D. J. Bernstein
Computer hardware
Writing high-speed software

Some relevant literature

Knuth's famous 1974 paper ``Structured programming with go to statements'' advocates, among other things, ``program manipulation systems'':

For 15 years or so I have been trying to think of how to write a compiler that really produces top quality code. For example, most of the MIX programs in my books are considerably more efficient than any of today's most visionary compiling schemes would be able to produce. I've tried to study the various techniques that a hand-coder like myself uses, and to fit them into some systematic and automatic system. A few years ago, several students and I looked at a typical sample of FORTRAN programs [...], and we all tried hard to see how a machine could produce code that would compete with our best hand-optimized object programs. We found ourselves always running up against the same problem: the compiler needs to be in a dialog with the programmer; it needs to know properties of the data, and whether certain cases can arise, etc. And we couldn't think of a good language in which to have such a dialog.
For some reason we all (especially me) had a mental block about optimization, namely that we always regarded it as a behind-the-scenes activity, to be done in the machine language, which the programmer isn't supposed to know. This veil was first lifted from my eyes in the fall of 1973, when I ran across a remark by Hoare [...] that, ideally, a language should be designed so that an optimizing compiler can describe its optimizations in the source language. Of course! Why hadn't I ever thought of it?
Once we have a suitable language, we will be able to have what seems to be emerging as the programming system of the future: an interactive program-manipulation system, analogous to the many symbol-manipulation systems which are presently undergoing extensive development and experimentation. We are gradually learning about program transformations, which are more complicated than formula manipulations but really not very different. A program-manipulation system is obviously what we've been leading up to, and I wonder why I never thought of it before. Of course, the idea isn't original with me; when I told Hoare, he said, ``Exactly!'' and referred me to a recent work by Darlington and Burstall [...] which describes a system which removes some recursions from a LISP-like language (curiously, without introducing any go to's), and which also does some conversion of data structures (from sets to lists or bit strings) and some restructuring of a program by combining similar loops. I later discovered that program manipulation is just part of a much more ambitious project undertaken by Cheatham and Wegbreit [...]; another publication about source-code optimizations has also recently appeared [...]. Since LISP programs are easily manipulated as LISP data objects, there has also been a rather extensive development of similar ideas in this domain, notably by Warren Teitelman [...]. The time is clearly ripe for program-manipulation systems, and a great deal of further work suggests itself.
The programmer using such a system will write his beautifully-structured, but possibly inefficient, program P; then he will interactively specify transformations that make it efficient. Such a system will be much more powerful and reliable than a completely automatic one. We can also imagine the system manipulating measurement statistics concerning how much of the total running time is spent in each statement, since the programmer will want to know which parts of his program deserve to be optimized, and how much effect an optimization will really have. The original program P should be retained along with the transformation specifications, so that it can be properly understood and maintained as time passes. As I say, this idea certainly isn't my own; it is so exciting I hope that everyone soon becomes aware of its possibilities.

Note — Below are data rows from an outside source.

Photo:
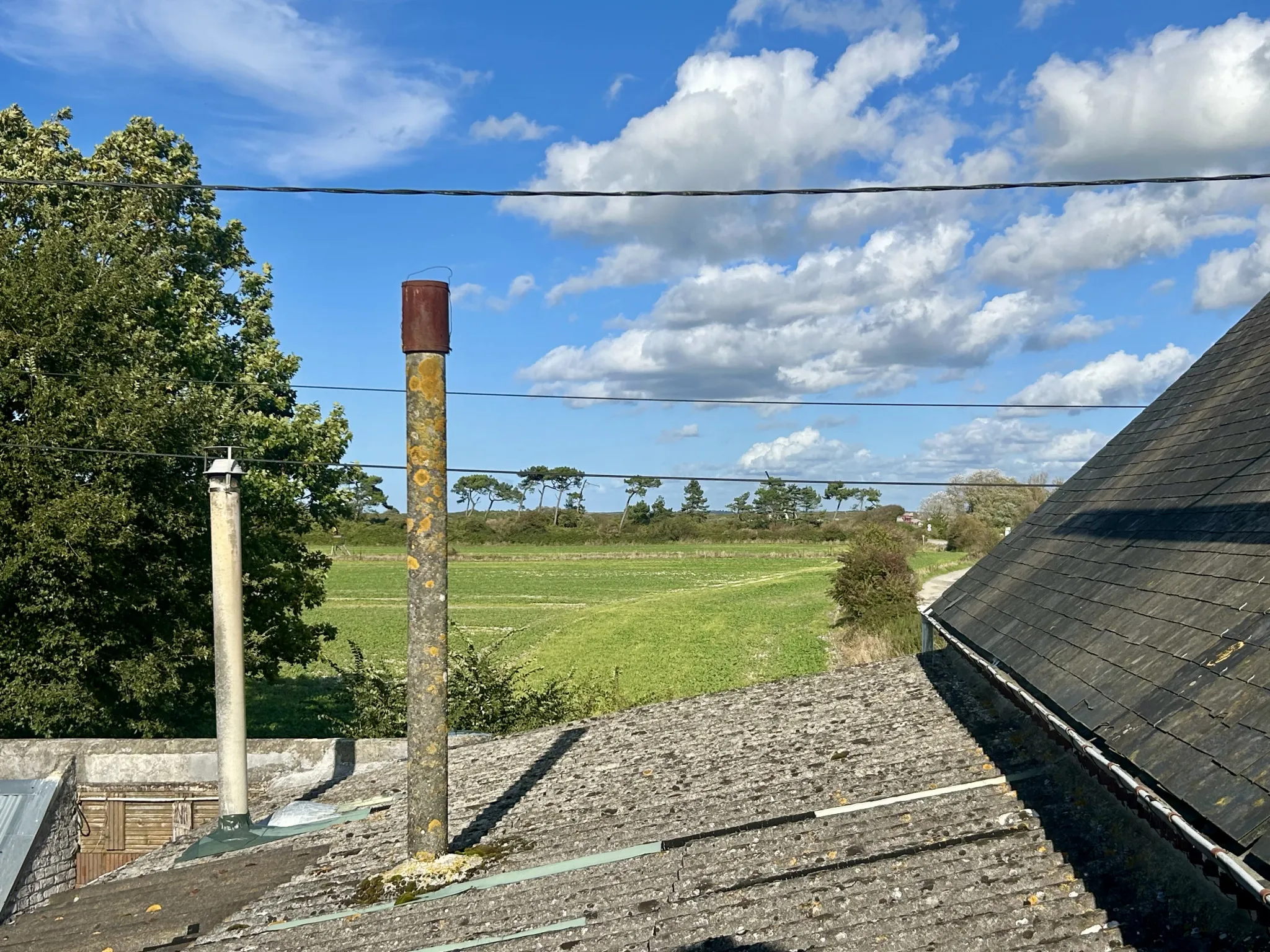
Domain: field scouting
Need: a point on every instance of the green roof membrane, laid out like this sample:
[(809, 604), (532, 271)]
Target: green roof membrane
[(1135, 599), (226, 840)]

Much later in the article, Knuth writes ``Standard operating procedure nowadays is usually to hand code critical portions of a routine in assembly language. Let us hope such assemblers will die out, and we will see several levels of language instead: at the highest levels we will be able to write abstract programs, while at the lowest levels we will be able to control storage and register allocation, and to suppress subscript range checking, etc.''

The phrase ``user-guided tuning'' appears in the paper ``Improving Performance with Integrated Program Transformations'' by Qasem, Jin, and Mellor-Crummey. This paper describes tools to help a programmer perform various standard space-time transpositions that improve cache behavior. Older papers on the same topic: Fahringer and Gerndt; Pike and Hilfinger.

The phrases ``human-computer optimization'' and ``human-guided optimization'' appear in the paper ``Investigating human-computer optimization'' by Scott, Lesh, and Klau. This is a paper on transportation scheduling.